Our Correspondent November 27, 2012
Dual office: LHC asks petitioner to argue on petition maintainability

LAHORE: Lahore High Court Justice Nasir Saeed Sheikh on Monday directed the petitioner, the Jamaat-i-Islami (JI), to argue on the maintainability of their petition against the alleged political office held by President Asif Ali Zardari on next date of hearing.

The judge observed that if the petition was found maintainable, it would be referred to a full bench already hearing a similar matter.

Earlier, the counsel submitted an authority letter issued by JI in favour of its deputy secretary Dr Farid Ahmad Paracha allowing the advocate to file an instant petition.

The full bench hearing the contempt of court matter against the president had referred the JI petition to a single bench.

The petition seeks a declaration that President Zardari suffered from pre-election disqualification for retaining political party office when he filed his nomination papers for the presidential election.

It states that the respondent (the President) has continued his political activities while head of state. It says meetings of the core committee of the ruling political party are regularly held at the Presidency and the expenses are met from the public exchequer.

It says a LHC full bench had on May 12, 2011 directed the president to disassociate himself from the political party office at the earliest. However, they said the respondent had disobeyed the order as well as the Constitution.

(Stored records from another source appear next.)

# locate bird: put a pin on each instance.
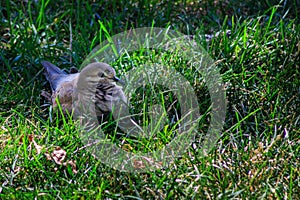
(93, 90)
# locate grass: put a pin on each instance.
(258, 153)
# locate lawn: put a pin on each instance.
(255, 156)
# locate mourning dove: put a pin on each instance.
(94, 88)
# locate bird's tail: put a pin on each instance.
(53, 74)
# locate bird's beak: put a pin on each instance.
(119, 80)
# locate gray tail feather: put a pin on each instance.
(53, 73)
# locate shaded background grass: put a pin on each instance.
(258, 154)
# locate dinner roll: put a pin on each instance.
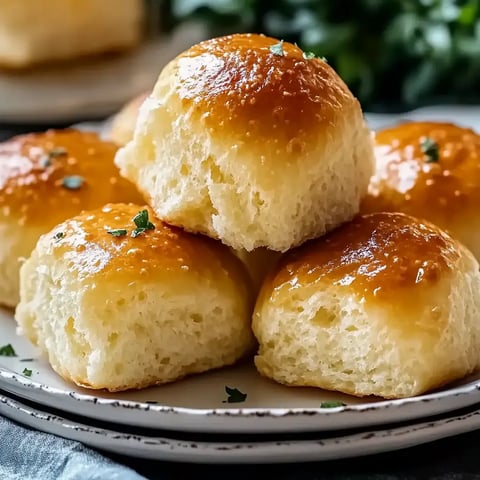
(44, 179)
(119, 300)
(123, 123)
(37, 32)
(249, 140)
(431, 171)
(385, 305)
(258, 263)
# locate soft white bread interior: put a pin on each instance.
(46, 178)
(247, 141)
(123, 123)
(429, 170)
(259, 263)
(43, 31)
(385, 305)
(123, 312)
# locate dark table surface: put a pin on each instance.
(456, 458)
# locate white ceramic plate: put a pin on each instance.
(197, 403)
(294, 449)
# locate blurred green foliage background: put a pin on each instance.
(394, 54)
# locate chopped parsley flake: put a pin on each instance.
(142, 222)
(7, 351)
(277, 49)
(430, 149)
(45, 161)
(119, 232)
(57, 152)
(310, 55)
(234, 395)
(72, 182)
(332, 404)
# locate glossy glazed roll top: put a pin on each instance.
(259, 89)
(47, 177)
(119, 300)
(431, 171)
(375, 255)
(108, 244)
(385, 305)
(251, 141)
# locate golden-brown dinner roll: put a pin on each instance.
(119, 310)
(250, 141)
(44, 179)
(385, 305)
(37, 32)
(123, 123)
(431, 171)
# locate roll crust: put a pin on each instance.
(48, 177)
(119, 309)
(44, 179)
(236, 84)
(385, 305)
(246, 141)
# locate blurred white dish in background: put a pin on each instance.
(90, 88)
(462, 115)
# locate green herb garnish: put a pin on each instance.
(310, 55)
(142, 222)
(57, 152)
(277, 49)
(119, 232)
(234, 395)
(430, 149)
(332, 404)
(72, 182)
(45, 161)
(7, 351)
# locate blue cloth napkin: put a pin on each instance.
(29, 455)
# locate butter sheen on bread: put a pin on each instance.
(44, 179)
(119, 313)
(442, 186)
(250, 147)
(385, 305)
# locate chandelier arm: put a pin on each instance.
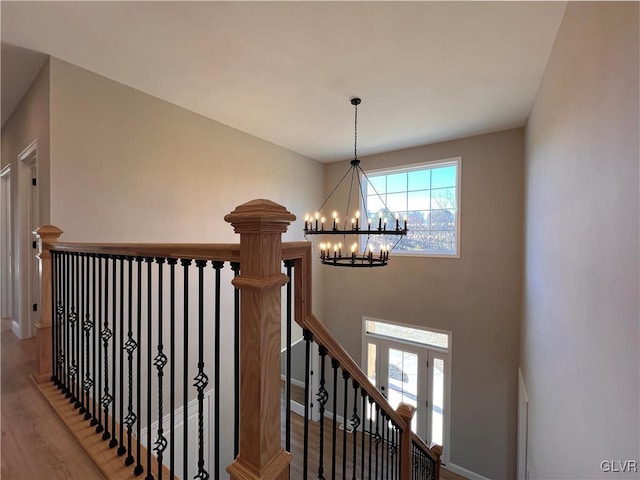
(335, 188)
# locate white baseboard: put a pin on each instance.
(15, 328)
(464, 472)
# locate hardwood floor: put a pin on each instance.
(35, 443)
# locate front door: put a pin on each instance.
(413, 372)
(400, 373)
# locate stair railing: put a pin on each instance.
(98, 309)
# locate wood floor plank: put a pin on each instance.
(35, 443)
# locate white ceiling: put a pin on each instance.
(285, 71)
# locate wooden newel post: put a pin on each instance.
(437, 450)
(260, 224)
(406, 411)
(47, 235)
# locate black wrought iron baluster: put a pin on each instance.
(308, 338)
(71, 318)
(370, 436)
(201, 380)
(172, 368)
(287, 386)
(345, 416)
(53, 319)
(387, 432)
(363, 394)
(114, 351)
(88, 329)
(334, 430)
(160, 360)
(129, 346)
(355, 423)
(185, 262)
(67, 334)
(95, 343)
(235, 267)
(149, 261)
(100, 374)
(121, 448)
(81, 332)
(139, 468)
(322, 396)
(377, 440)
(392, 447)
(106, 334)
(59, 312)
(75, 343)
(383, 428)
(217, 266)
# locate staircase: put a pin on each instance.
(144, 350)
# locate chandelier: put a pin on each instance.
(355, 240)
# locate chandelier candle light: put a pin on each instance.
(331, 252)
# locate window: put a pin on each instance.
(428, 196)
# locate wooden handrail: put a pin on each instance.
(433, 451)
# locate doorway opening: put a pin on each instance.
(412, 365)
(27, 286)
(6, 257)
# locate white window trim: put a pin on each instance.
(420, 166)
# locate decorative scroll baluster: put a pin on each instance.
(81, 333)
(59, 319)
(129, 346)
(201, 380)
(345, 413)
(73, 322)
(370, 435)
(363, 394)
(377, 439)
(160, 360)
(235, 267)
(308, 337)
(99, 377)
(113, 442)
(139, 468)
(383, 427)
(172, 368)
(121, 448)
(67, 331)
(95, 343)
(334, 430)
(322, 396)
(185, 393)
(148, 261)
(355, 423)
(217, 266)
(88, 329)
(106, 334)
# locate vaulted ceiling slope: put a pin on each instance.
(285, 71)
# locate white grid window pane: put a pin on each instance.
(428, 196)
(397, 182)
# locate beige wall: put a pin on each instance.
(127, 166)
(477, 296)
(580, 338)
(29, 122)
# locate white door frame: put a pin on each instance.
(26, 263)
(523, 428)
(6, 243)
(431, 352)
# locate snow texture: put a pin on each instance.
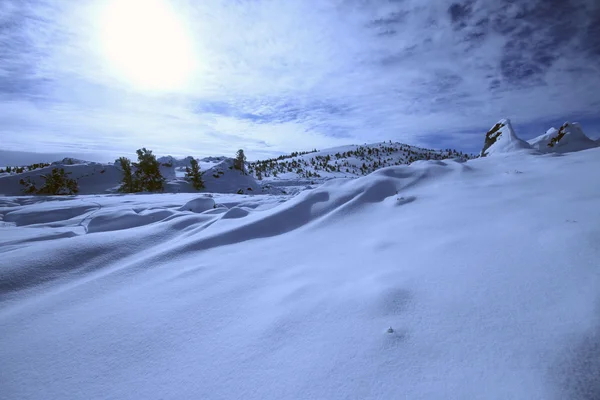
(438, 280)
(503, 139)
(569, 137)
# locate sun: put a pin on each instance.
(146, 43)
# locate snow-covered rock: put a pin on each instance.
(502, 139)
(224, 178)
(382, 287)
(569, 137)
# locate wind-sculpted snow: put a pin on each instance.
(436, 280)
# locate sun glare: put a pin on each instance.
(147, 44)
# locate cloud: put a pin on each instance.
(280, 76)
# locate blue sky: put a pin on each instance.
(270, 76)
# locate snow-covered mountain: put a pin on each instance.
(569, 137)
(440, 279)
(99, 178)
(346, 161)
(502, 139)
(286, 172)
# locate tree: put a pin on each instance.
(128, 185)
(57, 183)
(147, 172)
(193, 174)
(239, 161)
(29, 186)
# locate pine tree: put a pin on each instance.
(147, 172)
(193, 174)
(239, 161)
(128, 185)
(58, 182)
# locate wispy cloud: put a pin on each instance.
(272, 75)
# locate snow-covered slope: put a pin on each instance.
(502, 139)
(569, 137)
(346, 161)
(97, 178)
(487, 273)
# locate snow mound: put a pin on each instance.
(502, 139)
(199, 205)
(395, 285)
(569, 137)
(111, 220)
(92, 178)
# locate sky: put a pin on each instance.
(185, 77)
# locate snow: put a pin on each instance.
(569, 137)
(98, 178)
(502, 139)
(441, 279)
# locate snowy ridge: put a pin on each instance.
(98, 178)
(279, 297)
(502, 139)
(346, 161)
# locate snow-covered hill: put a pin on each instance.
(569, 137)
(346, 161)
(442, 279)
(98, 178)
(289, 173)
(502, 139)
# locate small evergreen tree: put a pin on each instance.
(193, 174)
(58, 182)
(240, 159)
(147, 172)
(128, 185)
(29, 186)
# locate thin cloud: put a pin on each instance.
(280, 76)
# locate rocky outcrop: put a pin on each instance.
(569, 137)
(502, 139)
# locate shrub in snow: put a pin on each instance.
(147, 171)
(239, 161)
(128, 185)
(192, 173)
(29, 187)
(58, 183)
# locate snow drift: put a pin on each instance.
(489, 283)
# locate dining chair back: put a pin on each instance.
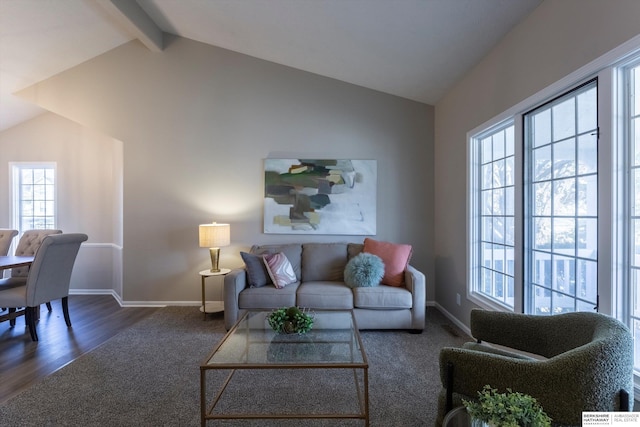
(48, 279)
(6, 237)
(28, 245)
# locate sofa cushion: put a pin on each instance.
(292, 251)
(317, 295)
(268, 297)
(395, 257)
(383, 297)
(257, 273)
(323, 262)
(280, 269)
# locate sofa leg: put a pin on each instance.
(624, 401)
(449, 404)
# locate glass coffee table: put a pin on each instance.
(251, 347)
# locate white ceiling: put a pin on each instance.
(415, 49)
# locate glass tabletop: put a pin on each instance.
(333, 341)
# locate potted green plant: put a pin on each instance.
(510, 409)
(290, 320)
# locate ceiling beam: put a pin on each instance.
(135, 20)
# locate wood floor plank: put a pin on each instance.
(94, 319)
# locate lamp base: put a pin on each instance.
(215, 256)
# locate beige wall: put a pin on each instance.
(558, 38)
(89, 197)
(197, 121)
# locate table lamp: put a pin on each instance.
(213, 236)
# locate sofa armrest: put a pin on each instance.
(234, 282)
(416, 284)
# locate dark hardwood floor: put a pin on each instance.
(94, 319)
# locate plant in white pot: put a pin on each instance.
(510, 409)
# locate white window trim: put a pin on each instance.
(15, 223)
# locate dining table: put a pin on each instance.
(11, 261)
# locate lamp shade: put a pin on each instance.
(214, 235)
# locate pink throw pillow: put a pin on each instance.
(280, 269)
(395, 257)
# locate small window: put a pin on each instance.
(34, 191)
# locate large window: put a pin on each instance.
(494, 252)
(632, 222)
(561, 204)
(573, 176)
(34, 190)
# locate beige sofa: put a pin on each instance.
(319, 268)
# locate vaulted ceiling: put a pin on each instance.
(416, 49)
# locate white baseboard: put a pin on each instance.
(452, 318)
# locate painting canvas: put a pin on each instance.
(320, 196)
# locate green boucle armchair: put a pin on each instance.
(586, 363)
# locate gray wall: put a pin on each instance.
(90, 191)
(558, 38)
(197, 121)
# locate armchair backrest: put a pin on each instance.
(50, 274)
(6, 237)
(28, 245)
(547, 336)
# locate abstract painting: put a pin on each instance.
(320, 196)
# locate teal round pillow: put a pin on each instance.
(364, 270)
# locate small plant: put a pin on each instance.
(290, 320)
(510, 409)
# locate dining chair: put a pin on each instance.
(6, 237)
(28, 245)
(48, 279)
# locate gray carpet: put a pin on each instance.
(149, 375)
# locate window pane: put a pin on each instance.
(587, 154)
(542, 163)
(587, 111)
(564, 197)
(564, 163)
(34, 197)
(498, 145)
(564, 116)
(588, 195)
(588, 238)
(564, 240)
(586, 273)
(542, 199)
(542, 233)
(541, 128)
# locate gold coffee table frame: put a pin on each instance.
(245, 347)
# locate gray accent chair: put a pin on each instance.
(586, 362)
(28, 245)
(48, 279)
(6, 237)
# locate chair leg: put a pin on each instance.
(449, 405)
(65, 311)
(12, 322)
(30, 315)
(624, 401)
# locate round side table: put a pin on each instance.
(211, 306)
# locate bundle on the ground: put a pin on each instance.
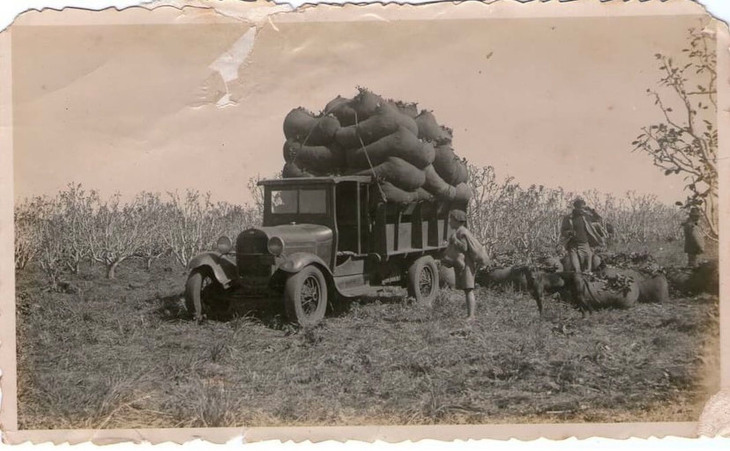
(407, 151)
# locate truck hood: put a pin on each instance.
(311, 234)
(296, 238)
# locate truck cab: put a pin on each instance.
(324, 239)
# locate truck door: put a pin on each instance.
(347, 217)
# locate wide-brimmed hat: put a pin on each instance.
(458, 215)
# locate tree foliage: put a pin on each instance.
(684, 141)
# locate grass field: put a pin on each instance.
(119, 354)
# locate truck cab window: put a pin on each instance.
(313, 201)
(284, 201)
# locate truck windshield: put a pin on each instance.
(298, 200)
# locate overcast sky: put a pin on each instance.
(128, 108)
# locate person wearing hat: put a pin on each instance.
(578, 234)
(693, 241)
(463, 261)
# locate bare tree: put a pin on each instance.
(47, 219)
(77, 209)
(117, 233)
(28, 231)
(685, 140)
(190, 227)
(152, 213)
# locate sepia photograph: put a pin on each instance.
(452, 214)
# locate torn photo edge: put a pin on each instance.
(258, 12)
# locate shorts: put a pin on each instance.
(465, 277)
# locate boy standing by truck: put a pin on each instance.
(693, 241)
(464, 253)
(579, 235)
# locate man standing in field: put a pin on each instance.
(578, 234)
(693, 241)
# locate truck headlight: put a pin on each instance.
(275, 246)
(223, 244)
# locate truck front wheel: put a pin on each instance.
(305, 296)
(423, 280)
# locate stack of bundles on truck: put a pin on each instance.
(408, 151)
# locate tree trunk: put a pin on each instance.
(111, 270)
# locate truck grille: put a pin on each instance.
(251, 242)
(252, 257)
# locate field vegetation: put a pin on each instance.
(104, 340)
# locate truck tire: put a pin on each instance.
(305, 296)
(423, 280)
(198, 290)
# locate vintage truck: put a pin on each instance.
(324, 239)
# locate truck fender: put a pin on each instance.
(298, 260)
(222, 269)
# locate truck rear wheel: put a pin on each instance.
(305, 296)
(423, 280)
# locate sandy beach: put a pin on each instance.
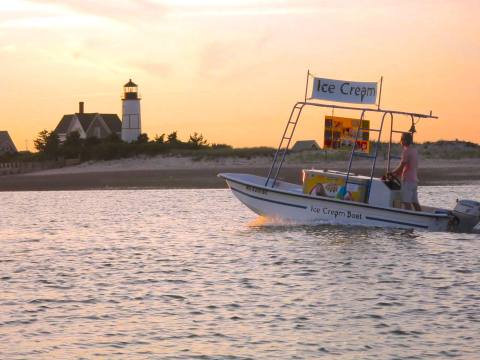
(182, 172)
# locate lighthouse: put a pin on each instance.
(131, 121)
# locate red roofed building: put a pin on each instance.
(89, 125)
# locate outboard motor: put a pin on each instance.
(468, 214)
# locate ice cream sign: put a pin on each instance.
(345, 91)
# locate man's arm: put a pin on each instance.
(403, 161)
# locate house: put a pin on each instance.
(305, 145)
(89, 125)
(6, 143)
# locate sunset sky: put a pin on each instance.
(232, 69)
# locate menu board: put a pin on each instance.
(340, 134)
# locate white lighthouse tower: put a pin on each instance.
(131, 121)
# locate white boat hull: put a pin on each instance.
(287, 201)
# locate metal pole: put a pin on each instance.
(390, 144)
(380, 94)
(306, 86)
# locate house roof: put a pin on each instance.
(63, 125)
(6, 141)
(111, 120)
(130, 83)
(305, 145)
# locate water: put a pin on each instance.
(185, 274)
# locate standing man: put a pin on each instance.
(408, 171)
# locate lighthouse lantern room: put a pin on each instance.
(131, 120)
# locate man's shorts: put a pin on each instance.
(409, 192)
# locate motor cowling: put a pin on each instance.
(468, 214)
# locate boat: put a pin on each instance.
(346, 198)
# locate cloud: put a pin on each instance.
(154, 68)
(121, 10)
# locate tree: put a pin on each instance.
(197, 140)
(142, 139)
(47, 143)
(41, 141)
(172, 138)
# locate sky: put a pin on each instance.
(233, 69)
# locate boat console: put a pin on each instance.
(383, 192)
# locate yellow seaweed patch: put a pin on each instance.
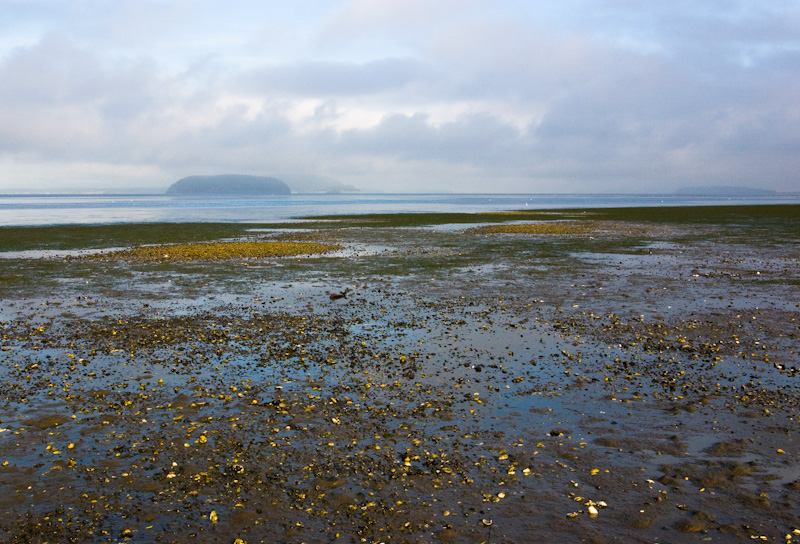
(556, 227)
(216, 251)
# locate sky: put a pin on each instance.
(567, 96)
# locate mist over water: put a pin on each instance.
(106, 209)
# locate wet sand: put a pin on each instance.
(614, 381)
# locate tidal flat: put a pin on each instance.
(599, 375)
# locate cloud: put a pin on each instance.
(579, 96)
(325, 79)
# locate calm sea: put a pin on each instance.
(104, 209)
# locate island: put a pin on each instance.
(228, 184)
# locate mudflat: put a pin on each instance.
(619, 375)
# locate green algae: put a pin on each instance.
(214, 251)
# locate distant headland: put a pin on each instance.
(229, 184)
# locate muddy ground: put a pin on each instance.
(634, 382)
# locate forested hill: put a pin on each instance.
(228, 184)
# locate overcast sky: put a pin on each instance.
(402, 95)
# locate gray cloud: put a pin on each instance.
(335, 78)
(615, 96)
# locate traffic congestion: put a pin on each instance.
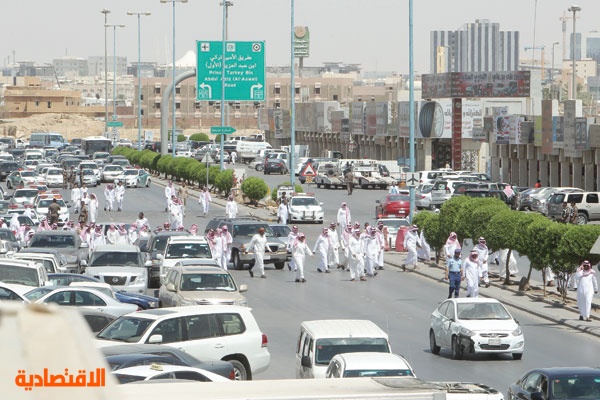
(165, 272)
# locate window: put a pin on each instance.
(201, 327)
(170, 330)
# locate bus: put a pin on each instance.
(47, 139)
(93, 144)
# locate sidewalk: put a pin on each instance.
(530, 301)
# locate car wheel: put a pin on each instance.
(236, 260)
(435, 349)
(457, 351)
(239, 370)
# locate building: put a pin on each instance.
(478, 46)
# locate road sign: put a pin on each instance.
(221, 130)
(244, 71)
(412, 178)
(308, 170)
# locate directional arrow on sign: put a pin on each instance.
(221, 130)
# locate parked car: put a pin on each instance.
(557, 383)
(188, 285)
(368, 365)
(475, 325)
(131, 354)
(393, 205)
(228, 333)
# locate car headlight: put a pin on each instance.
(466, 332)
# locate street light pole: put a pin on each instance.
(174, 128)
(105, 12)
(552, 69)
(574, 10)
(139, 14)
(115, 26)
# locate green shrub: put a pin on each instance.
(254, 188)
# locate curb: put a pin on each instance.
(520, 306)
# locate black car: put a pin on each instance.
(275, 165)
(223, 368)
(557, 384)
(6, 167)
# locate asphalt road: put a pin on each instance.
(398, 302)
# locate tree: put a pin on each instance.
(200, 137)
(429, 222)
(254, 188)
(224, 181)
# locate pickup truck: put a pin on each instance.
(329, 176)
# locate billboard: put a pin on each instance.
(301, 41)
(476, 84)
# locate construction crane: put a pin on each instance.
(542, 61)
(564, 20)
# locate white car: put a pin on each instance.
(161, 371)
(227, 333)
(88, 298)
(54, 177)
(305, 208)
(475, 325)
(111, 172)
(368, 365)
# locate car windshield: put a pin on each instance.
(250, 230)
(188, 250)
(125, 329)
(327, 348)
(304, 201)
(115, 258)
(19, 275)
(201, 282)
(25, 193)
(374, 373)
(61, 241)
(576, 387)
(473, 311)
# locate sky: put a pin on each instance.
(373, 33)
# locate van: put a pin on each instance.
(320, 340)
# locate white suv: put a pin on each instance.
(228, 333)
(179, 248)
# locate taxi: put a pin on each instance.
(303, 207)
(43, 201)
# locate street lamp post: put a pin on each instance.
(105, 12)
(552, 69)
(574, 10)
(139, 15)
(174, 88)
(114, 26)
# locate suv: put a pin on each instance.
(155, 246)
(68, 243)
(121, 266)
(588, 205)
(180, 248)
(228, 333)
(200, 284)
(242, 230)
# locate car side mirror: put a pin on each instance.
(154, 339)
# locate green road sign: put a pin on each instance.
(221, 130)
(244, 71)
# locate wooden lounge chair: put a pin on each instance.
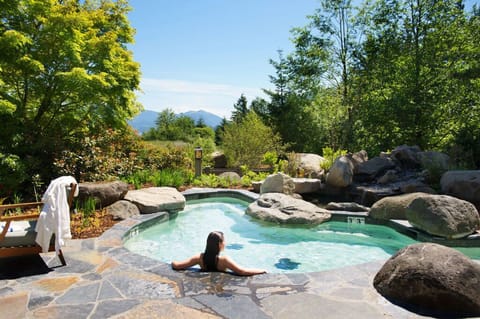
(18, 235)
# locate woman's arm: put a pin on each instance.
(192, 261)
(230, 264)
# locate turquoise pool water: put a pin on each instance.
(263, 245)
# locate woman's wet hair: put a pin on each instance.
(212, 250)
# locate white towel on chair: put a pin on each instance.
(55, 215)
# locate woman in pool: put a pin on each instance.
(211, 260)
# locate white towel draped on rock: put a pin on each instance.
(55, 215)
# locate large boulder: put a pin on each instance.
(104, 193)
(462, 184)
(393, 207)
(443, 215)
(284, 209)
(122, 209)
(310, 164)
(431, 279)
(278, 183)
(346, 207)
(341, 172)
(373, 168)
(157, 199)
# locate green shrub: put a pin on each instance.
(12, 173)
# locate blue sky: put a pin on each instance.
(204, 54)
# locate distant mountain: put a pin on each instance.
(146, 120)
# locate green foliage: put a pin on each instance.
(240, 109)
(330, 156)
(246, 142)
(87, 208)
(412, 79)
(270, 158)
(158, 156)
(101, 157)
(12, 173)
(65, 74)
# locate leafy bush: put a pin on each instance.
(246, 142)
(330, 156)
(100, 157)
(12, 172)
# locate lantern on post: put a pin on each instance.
(198, 161)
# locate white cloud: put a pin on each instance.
(182, 96)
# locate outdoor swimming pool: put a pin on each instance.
(253, 243)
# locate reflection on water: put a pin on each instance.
(252, 243)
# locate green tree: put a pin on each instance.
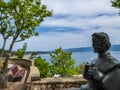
(33, 55)
(21, 52)
(62, 63)
(23, 16)
(116, 4)
(43, 66)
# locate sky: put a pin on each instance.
(73, 23)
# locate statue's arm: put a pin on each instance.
(93, 75)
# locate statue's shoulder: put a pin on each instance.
(107, 63)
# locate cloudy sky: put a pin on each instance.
(73, 22)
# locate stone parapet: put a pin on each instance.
(56, 83)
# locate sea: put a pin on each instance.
(81, 57)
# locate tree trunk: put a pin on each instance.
(3, 71)
(3, 47)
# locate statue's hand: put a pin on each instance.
(94, 75)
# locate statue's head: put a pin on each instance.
(101, 42)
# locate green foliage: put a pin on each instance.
(21, 52)
(33, 55)
(62, 63)
(82, 66)
(43, 66)
(19, 19)
(116, 4)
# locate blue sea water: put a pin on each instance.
(81, 57)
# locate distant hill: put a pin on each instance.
(89, 49)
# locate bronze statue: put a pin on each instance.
(104, 72)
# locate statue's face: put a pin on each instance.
(97, 45)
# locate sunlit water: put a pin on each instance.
(81, 57)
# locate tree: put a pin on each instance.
(23, 16)
(21, 52)
(62, 63)
(43, 66)
(116, 4)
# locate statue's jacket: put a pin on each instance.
(110, 67)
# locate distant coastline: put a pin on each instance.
(79, 49)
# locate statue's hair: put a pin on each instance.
(104, 38)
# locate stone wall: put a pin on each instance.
(56, 84)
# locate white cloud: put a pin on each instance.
(87, 16)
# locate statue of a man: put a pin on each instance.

It says the court must declare that the respondent was not qualified to contest the presidential election when he submitted his nomination papers.

The petition says that deliberate insistence of the President to continue as head of a political party attracts legal action under Constitution Article 6 in light of the recent judgment passed by the Supreme Court in the Asghar Khan case.

It asked the court to set aside the proviso in Section 3 of the High Treason (Punishment) Act 1973 which empowers the federal government to initiate proceedings under Article 6 of the Constitution as being in violation of fundamental rights of access to justice.


Published in The Express Tribune, November 27th, 2012.